Binding of the measles virus P nucleocapsid-binding domain (amino acids 457 to 505) to the measles virus N tail peptide (amino acids 477 to 505) studied by isothermal titration calorimetry at 20°C. (A) Raw binding data obtained for 23 automatic injections of MEP_457-507/P458G (each injection, 12 μl; protein concentration, 1.44 μM) into a cell containing MEN_477-505 (initial volume, 1,800 μl; initial protein concentration, 0.24 μM). Proteins were suspended in 10 mM phosphate buffer (pH 7.0)-100 mM NaCl. (B) The integrated titration curve obtained from the raw data in panel A after baseline subtraction. The solid squares represent the experimental data, while the solid line corresponds to the standard multiple independent binding-site model that was fitted to the data.

FIG. 8.

Schematic model of polymerase attachment to the nucleocapsid in measles virus and mumps virus, incorporating the results presented in this paper. A helical nucleocapsid-binding domain (NBD) at the C terminus of the P protein (amino acids 457 to 507 in measles virus P and 343 to 391 in mumps virus P) directly mediates binding of the polymerase to the nucleocapsid.

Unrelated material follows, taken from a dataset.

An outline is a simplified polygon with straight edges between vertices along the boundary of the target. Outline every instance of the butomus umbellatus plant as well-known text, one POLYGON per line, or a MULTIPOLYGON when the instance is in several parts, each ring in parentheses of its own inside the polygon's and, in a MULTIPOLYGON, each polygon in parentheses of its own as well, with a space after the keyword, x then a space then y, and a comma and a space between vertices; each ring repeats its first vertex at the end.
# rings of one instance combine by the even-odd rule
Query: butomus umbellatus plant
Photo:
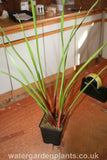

In measles virus, the NBD attaches to a short sequence (amino acids 477 to 505) within the tail of the RNA-associated N protein. In mumps virus, the NBD binds to the assembly domain (amino acids 1 to 398) of the N protein. Based on our results for measles virus, each NBD is capable of weakly associating with a single N molecule. A coiled coil within P holds the downstream NBDs in close proximity. The sequence interleaving the coiled coil and the downstream NBD is likely to be unstructured. The P protein is depicted as a tetramer, but the oligomerization state of measles virus and mumps virus P has not been determined.